Isto explica por que temos visto uma súbita mudança ascendente no clima selvagem em todo o planeta: tempestades de vento maiores, incêndios florestais mais violentos, ondas de calor mais quentes e mais longas, chuvas torrenciais causando inundações e deslizamentos de terra, tudo isso.
E aqui está a questão. Como os cientistas climáticos não sabiam o que estava a causar a aceleração, a maioria deles manteve-se calado até terem algo mais a dizer do que “não sei”. O infeliz efeito secundário disso foi que o público em geral não partilha o seu sentimento de pânico – e a ausência de pânico também significa que não há respostas dramáticas.
Somente nos últimos dois meses surgiu uma explicação provável para o aumento da temperatura. Cientistas do Instituto Goddard de Estudos Espaciais (GISS) da NASA acham que a cobertura de nuvens reflexivas do mundo diminuiu nas últimas duas décadas em uma quantidade pequena, mas significativa. Portanto, mais luz solar atinge a superfície, o que aumenta o aquecimento global.

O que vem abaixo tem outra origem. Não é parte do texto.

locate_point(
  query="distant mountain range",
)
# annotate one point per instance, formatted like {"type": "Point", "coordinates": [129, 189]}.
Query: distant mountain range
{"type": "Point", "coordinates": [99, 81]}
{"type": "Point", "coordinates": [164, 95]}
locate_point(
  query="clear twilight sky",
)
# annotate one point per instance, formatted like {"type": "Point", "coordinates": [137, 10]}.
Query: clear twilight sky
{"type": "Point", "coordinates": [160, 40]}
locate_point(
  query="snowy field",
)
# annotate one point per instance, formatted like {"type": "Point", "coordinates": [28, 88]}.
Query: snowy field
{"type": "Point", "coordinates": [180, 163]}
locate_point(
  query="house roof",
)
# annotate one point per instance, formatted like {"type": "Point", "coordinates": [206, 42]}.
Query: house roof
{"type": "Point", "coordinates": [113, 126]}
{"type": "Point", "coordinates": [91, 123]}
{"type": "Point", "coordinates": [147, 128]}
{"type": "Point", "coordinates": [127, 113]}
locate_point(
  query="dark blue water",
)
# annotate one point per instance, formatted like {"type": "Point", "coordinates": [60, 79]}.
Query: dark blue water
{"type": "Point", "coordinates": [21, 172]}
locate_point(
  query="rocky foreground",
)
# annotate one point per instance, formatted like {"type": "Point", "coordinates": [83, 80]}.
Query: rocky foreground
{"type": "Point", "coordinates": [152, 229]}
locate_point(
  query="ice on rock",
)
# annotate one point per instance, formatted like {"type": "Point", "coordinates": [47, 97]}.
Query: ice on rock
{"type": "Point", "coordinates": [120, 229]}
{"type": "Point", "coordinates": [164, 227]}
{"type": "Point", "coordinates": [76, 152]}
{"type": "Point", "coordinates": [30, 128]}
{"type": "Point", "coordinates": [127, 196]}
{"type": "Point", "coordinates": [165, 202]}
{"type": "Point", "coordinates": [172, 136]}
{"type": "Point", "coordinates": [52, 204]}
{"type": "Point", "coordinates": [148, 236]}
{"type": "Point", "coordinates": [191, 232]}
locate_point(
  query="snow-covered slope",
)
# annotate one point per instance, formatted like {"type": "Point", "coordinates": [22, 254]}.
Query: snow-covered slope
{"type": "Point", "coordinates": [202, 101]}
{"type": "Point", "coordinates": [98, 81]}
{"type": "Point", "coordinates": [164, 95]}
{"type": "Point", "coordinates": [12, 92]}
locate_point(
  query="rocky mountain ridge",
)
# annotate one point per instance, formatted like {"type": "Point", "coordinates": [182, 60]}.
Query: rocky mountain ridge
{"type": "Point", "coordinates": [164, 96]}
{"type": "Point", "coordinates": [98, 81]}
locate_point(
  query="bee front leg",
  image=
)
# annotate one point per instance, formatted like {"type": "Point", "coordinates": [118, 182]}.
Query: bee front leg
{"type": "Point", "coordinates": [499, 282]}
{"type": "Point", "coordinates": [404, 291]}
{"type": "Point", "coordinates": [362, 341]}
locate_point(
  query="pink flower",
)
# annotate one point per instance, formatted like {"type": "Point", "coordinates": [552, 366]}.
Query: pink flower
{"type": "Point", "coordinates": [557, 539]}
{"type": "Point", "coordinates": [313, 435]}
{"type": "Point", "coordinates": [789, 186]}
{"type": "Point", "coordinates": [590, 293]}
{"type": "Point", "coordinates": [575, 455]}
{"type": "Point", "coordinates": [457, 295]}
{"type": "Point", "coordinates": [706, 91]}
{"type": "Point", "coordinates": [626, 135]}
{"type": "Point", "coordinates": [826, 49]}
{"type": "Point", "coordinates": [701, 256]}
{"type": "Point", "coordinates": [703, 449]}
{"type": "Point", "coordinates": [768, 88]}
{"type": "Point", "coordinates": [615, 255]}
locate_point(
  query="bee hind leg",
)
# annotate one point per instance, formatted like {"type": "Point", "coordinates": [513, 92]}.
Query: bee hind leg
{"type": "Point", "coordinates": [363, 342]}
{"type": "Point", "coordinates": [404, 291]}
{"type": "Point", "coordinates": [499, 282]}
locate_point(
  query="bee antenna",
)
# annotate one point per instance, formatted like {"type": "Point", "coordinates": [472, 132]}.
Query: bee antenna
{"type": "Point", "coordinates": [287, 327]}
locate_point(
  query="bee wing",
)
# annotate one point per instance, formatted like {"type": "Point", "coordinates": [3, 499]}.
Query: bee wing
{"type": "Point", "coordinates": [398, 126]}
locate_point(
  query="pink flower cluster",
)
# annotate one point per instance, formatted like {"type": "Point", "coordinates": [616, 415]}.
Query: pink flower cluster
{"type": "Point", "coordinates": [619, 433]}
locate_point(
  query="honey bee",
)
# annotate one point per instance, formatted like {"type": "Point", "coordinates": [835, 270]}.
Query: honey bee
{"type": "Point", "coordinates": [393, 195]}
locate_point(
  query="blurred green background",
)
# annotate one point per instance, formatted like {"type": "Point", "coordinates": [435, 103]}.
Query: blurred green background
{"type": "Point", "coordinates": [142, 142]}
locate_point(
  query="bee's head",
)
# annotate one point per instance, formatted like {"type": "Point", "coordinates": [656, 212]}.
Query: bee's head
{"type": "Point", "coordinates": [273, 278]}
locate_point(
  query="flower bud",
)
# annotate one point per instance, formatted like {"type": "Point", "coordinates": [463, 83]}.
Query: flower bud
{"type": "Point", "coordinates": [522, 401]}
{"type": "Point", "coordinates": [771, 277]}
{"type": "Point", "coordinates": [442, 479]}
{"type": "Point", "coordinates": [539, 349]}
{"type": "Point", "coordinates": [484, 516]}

Infelizmente, os cientistas do clima ainda não sabem se este é apenas um salto único, após o qual o antigo ritmo de aquecimento será retomado. Poderia facilmente ser uma nova e mais elevada taxa de aquecimento que persiste ou até acelera ainda mais. A “emergência permanente” chegou de facto – mas ainda assim continua a relutância em ser nivelado com o público.

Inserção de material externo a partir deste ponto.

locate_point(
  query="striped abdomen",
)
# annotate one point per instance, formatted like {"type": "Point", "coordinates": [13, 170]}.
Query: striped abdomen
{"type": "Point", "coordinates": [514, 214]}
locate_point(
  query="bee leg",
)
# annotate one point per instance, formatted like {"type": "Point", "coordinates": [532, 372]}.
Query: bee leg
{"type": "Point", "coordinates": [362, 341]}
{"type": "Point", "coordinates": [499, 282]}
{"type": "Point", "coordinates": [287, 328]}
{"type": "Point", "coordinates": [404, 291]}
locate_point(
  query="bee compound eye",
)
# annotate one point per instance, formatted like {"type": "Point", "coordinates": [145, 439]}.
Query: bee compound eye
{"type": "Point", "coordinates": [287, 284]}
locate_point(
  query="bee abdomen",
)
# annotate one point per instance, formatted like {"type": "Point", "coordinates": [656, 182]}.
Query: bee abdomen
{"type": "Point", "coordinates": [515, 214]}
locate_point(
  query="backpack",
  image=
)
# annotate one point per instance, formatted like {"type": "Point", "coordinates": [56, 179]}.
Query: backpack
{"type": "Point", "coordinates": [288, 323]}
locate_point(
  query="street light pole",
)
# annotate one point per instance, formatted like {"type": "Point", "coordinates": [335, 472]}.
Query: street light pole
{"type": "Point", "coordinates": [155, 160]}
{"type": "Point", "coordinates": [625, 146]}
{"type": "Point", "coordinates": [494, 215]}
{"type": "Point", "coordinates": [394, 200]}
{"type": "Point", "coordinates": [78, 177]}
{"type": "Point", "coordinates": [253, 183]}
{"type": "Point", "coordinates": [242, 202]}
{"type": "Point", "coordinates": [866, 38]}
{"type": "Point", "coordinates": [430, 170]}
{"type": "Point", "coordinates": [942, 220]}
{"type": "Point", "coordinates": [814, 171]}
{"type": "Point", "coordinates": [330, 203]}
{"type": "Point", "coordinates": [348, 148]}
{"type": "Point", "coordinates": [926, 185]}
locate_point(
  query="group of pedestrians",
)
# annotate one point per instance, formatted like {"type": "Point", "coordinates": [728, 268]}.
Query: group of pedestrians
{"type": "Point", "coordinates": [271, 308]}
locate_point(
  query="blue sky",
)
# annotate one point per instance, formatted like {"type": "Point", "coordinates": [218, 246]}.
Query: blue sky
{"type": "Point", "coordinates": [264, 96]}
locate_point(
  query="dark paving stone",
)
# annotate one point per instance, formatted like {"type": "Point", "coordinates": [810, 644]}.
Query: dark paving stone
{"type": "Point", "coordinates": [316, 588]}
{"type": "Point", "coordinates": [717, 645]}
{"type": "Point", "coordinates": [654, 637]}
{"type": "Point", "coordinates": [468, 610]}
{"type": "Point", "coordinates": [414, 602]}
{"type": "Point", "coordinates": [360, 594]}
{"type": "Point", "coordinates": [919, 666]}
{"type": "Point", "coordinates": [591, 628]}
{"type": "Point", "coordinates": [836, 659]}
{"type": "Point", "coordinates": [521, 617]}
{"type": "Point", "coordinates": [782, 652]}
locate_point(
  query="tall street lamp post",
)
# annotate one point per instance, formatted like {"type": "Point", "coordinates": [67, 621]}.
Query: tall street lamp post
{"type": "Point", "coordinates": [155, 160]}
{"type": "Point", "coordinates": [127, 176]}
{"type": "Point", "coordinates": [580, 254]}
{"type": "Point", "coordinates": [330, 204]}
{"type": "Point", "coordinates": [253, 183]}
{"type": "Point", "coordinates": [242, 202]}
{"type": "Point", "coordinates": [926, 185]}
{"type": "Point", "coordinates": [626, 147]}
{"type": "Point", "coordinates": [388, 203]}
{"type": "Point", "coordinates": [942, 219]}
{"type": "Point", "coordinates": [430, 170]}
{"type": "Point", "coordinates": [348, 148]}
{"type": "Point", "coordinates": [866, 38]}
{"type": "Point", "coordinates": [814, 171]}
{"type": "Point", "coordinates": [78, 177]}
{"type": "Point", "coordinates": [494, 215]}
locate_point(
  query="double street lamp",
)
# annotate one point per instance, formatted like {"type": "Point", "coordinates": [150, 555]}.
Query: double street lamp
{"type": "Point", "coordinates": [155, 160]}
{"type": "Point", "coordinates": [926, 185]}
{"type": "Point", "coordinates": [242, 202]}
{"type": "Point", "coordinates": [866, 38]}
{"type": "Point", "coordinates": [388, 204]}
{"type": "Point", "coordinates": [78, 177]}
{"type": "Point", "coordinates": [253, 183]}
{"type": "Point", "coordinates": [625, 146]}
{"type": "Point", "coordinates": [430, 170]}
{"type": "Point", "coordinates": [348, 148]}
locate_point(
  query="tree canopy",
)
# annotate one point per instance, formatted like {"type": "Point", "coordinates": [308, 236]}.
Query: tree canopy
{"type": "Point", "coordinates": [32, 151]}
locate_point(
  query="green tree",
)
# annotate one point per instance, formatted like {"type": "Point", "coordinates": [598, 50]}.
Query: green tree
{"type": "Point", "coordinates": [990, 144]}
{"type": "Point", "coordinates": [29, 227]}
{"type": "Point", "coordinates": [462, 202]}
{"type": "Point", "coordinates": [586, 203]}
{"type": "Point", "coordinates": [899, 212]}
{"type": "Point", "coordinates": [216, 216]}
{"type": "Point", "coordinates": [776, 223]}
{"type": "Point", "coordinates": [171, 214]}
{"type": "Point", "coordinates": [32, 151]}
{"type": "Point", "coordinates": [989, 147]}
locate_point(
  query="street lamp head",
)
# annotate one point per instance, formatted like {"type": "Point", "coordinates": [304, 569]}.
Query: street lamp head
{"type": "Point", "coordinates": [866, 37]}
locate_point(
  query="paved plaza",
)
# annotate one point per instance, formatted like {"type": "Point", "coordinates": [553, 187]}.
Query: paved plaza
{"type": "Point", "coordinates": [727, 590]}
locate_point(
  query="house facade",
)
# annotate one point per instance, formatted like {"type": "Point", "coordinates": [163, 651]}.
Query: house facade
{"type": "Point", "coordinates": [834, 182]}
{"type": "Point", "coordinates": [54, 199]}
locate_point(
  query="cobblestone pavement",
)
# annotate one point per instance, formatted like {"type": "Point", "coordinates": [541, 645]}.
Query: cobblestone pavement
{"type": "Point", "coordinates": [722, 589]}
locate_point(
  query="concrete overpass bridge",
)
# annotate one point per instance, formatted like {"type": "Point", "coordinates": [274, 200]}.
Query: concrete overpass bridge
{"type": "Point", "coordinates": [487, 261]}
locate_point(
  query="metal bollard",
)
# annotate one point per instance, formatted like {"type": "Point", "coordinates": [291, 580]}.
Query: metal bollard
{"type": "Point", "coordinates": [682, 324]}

Em quase todos os relatórios há uma nota tranquilizadora que diz que ainda não ultrapassámos realmente nenhum limiar irreversível. Sim, a temperatura média global em 2024 foi superior ao aquecimento “aspiracional”, nunca ultrapassando os +1,5 graus C, mas não se desespere: serão necessários muitos anos até que tenhamos de aceitar que ultrapassamos essa fronteira para sempre. .
Isso é puro sofisma. As temperaturas flutuam, por isso os meteorologistas geralmente calculam a temperatura média de um lugar calculando a média das variações ao longo de vinte anos. No entanto, quando a mudança é sempre ascendente, como tem acontecido nos últimos cinquenta anos, então, tendo em conta as temperaturas de anos mais frios, já muito passados, dá-nos uma resposta que é demasiado baixa.

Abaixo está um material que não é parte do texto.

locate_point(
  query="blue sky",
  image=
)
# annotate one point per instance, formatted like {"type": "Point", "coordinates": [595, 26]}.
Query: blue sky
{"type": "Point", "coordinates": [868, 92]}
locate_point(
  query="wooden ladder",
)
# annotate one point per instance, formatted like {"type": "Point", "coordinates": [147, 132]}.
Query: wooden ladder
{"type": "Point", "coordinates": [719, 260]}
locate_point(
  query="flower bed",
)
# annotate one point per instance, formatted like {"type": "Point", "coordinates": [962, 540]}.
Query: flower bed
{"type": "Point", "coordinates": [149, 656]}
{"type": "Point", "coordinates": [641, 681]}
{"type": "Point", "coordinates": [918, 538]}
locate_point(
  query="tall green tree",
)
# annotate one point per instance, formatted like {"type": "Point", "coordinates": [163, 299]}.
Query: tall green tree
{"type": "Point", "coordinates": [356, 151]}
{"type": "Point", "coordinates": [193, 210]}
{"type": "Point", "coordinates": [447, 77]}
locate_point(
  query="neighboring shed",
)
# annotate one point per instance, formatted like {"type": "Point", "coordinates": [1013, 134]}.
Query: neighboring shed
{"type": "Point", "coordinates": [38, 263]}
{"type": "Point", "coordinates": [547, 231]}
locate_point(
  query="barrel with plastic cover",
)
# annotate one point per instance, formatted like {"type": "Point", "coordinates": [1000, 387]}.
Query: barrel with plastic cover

Nas circunstâncias actuais, a temperatura global média relevante é simplesmente o que é neste momento, e as pessoas que lhe oferecem interpretações menos alarmantes ou estão iludidas ou procuram enganá-lo. “Se a tendência se mantiver, estaremos em apuros”, disse Bjorn Stevens, do Instituto Max Planck de Meteorologia. “Esperamos, esperamos que mude de direção amanhã.”
Se isso não acontecer – se já estamos “em território desconhecido”, como diz Gavin Schmidt, diretor do GISS – o que faremos a seguir? Não existe uma forma realista, a curto prazo, de duplicar ou triplicar os nossos cortes de emissões: mesmo que houvesse vontade, as fontes de energia alternativas levam muito tempo a construir.
O que poderíamos fazer mais rapidamente é implementar vários métodos de engenharia climática que reflectissem mais luz solar e arrefecessem directamente o planeta. Poderíamos começar a colocar dióxido de enxofre na estratosfera dentro de alguns anos. Com um programa intensivo, o espessamento das nuvens marinhas de baixo nível poderia estar ativo em grande escala dentro de cinco anos.
Na prática, é claro, provavelmente passaremos esse tempo discutindo sobre isso, enquanto os feedbacks movidos pelo calor se propagam em cascata. Feliz Ano Novo.
Gwynne Dyer é uma jornalista independente cujos artigos são publicados em 45 países.